Буквально каждая строчка Ваншенкина, исполненная наивного оптимистического пафоса, обретает тут новый, зловещий смысл. Выбор у мира один – между черным небытием и не божественной отнюдь, а именно чертовой комедией, которую мы тут все ломаем по его сценарию. Главные герои романа – его родные дети, ибо и черт, и Федор Павлович сыграны одним и тем же артистом – Игорем Миркурбановым. И я, признаться, не помню на современной российской сцене ни такой умопомрачительной игры, ни такой грандиозной сценической полифонии.

Гностический излом «Карамазовых» невольно заставляет вспомнить и Ромео Кастеллуччи и последние опусы Анхелики Лидделл. Но спектакли главных «гностиков» современной сцены не предполагают долгой и кропотливой работы с артистами – уж тем более с артистами-звездами. Богомолов работает в пространстве игрового театра.
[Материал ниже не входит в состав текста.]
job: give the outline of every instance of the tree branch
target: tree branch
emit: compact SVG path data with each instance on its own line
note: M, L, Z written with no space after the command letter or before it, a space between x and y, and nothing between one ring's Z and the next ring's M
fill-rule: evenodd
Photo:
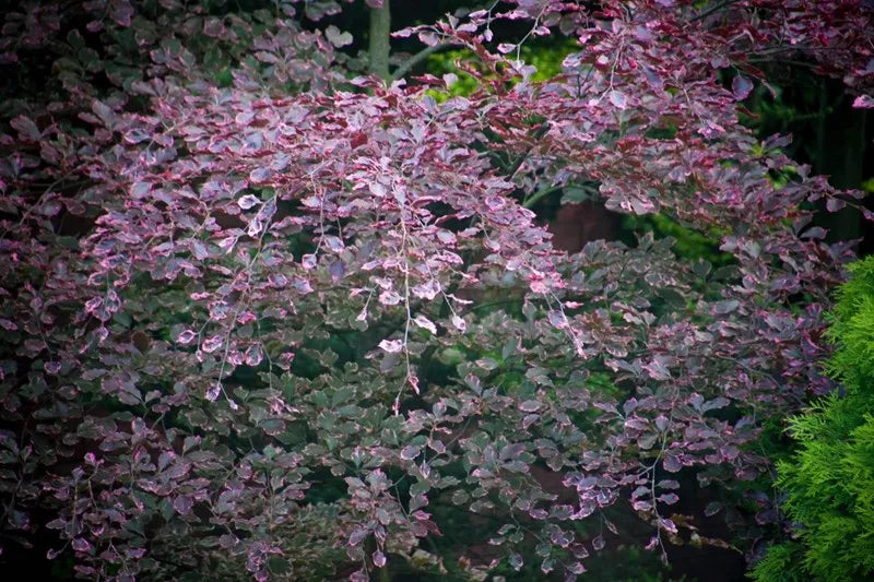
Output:
M370 9L370 38L368 55L370 73L383 81L391 79L389 73L389 52L391 39L391 9L389 0L382 0L380 8Z
M423 48L422 50L420 50L418 52L416 52L415 55L410 57L410 59L406 62L404 62L403 64L398 67L398 69L395 69L394 72L391 74L391 80L392 81L397 81L397 80L403 78L403 75L409 73L410 70L413 67L415 67L416 64L418 64L423 60L427 59L428 57L430 57L432 55L434 55L438 50L442 50L445 48L449 48L449 47L453 47L453 46L456 46L456 45L452 44L452 43L440 43L439 45L434 45L434 46L430 46L430 47Z

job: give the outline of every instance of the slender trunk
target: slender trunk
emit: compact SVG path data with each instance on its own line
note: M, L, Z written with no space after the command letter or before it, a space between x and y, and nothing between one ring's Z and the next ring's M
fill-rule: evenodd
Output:
M391 9L389 0L382 0L381 8L370 9L370 72L388 81L389 73L389 40L391 38Z

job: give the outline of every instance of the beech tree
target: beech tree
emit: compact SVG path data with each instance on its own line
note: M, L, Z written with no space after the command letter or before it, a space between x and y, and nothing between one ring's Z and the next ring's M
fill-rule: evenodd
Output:
M468 49L468 97L336 50L336 2L270 5L7 13L4 551L48 527L87 579L367 580L447 503L491 520L471 575L534 546L574 580L604 547L579 524L615 530L616 503L650 549L700 539L675 474L756 478L763 423L832 388L822 313L852 252L816 204L870 217L739 111L786 59L874 105L870 4L519 0L393 33ZM507 21L527 33L496 40ZM547 35L578 50L533 82L521 46ZM733 260L558 252L535 210L582 188Z

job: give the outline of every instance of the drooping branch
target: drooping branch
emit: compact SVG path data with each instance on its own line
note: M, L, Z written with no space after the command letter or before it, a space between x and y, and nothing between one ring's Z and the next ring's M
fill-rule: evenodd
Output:
M403 64L398 67L398 69L394 70L394 72L391 74L392 81L397 81L399 79L402 79L403 75L405 75L406 73L409 73L413 69L413 67L415 67L416 64L418 64L423 60L427 59L429 56L434 55L438 50L442 50L445 48L449 48L449 47L453 47L453 46L456 46L456 45L452 44L452 43L441 43L439 45L434 45L434 46L430 46L430 47L423 48L422 50L420 50L418 52L416 52L415 55L410 57L410 60L408 60L406 62L404 62Z
M382 5L370 9L370 40L369 58L370 73L388 81L389 54L391 50L391 8L389 0L382 0Z

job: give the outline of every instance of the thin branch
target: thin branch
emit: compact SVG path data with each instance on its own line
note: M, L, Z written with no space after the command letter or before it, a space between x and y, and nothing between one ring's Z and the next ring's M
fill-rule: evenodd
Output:
M392 81L398 81L399 79L402 79L403 75L405 75L406 73L410 72L410 70L413 69L413 67L415 67L416 64L418 64L423 60L427 59L428 57L430 57L432 55L434 55L438 50L442 50L445 48L454 47L454 46L458 46L458 45L454 44L454 43L440 43L439 45L434 45L434 46L430 46L430 47L423 48L422 50L420 50L418 52L416 52L415 55L410 57L410 59L406 62L404 62L403 64L398 67L398 69L395 69L394 72L391 73L391 80Z
M370 73L388 81L389 52L391 51L391 9L389 0L382 0L380 8L370 9L370 39L368 56L370 59Z
M711 14L714 14L714 13L719 12L719 11L720 11L720 10L722 10L723 8L730 7L730 5L732 5L732 4L736 4L736 3L737 3L737 2L740 2L740 1L741 1L741 0L723 0L722 2L717 2L716 4L713 4L713 7L709 8L708 10L705 10L705 11L704 11L704 12L701 12L700 14L698 14L698 15L696 15L696 16L693 16L692 19L689 19L689 22L698 22L698 21L702 21L702 20L705 20L707 16L709 16L709 15L711 15Z
M540 190L534 195L522 202L522 207L530 209L531 206L540 202L542 199L546 198L553 192L557 192L562 188L564 188L564 186L559 185L559 186L553 186L552 188L546 188L545 190Z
Он твердо уверен в двух вещах:

– самые смелые концептуальные ходы неизбежно перечеркиваются архаичным существованием артиста на сцене; новому театру нужна новая театральная методология;

– политический театр – это не обличающий театр, а театр, требующий от зрителя непрерывной работы ума и души и то и дело задающий ему неудобные вопросы – в том числе и вопросы онтологического размаха.

Именно к этой работе российский, пусть даже предельно политизированный гражданин, как правило, не готов. Он может стоять в одиночном пикете против путинского режима, но, придя в театр, он ждет возвышенных истин, которые преподносятся ему на блюдечке с голубой каемочкой. Театр в сознании подавляющего большинства даже самых продвинутых россиян – это зона высокодуховного отдыха. Может, оттого политического театра у нас всегда было даже меньше, чем самой политической жизни. С появлением Богомолова можно твердо сказать, что теперь он у нас есть.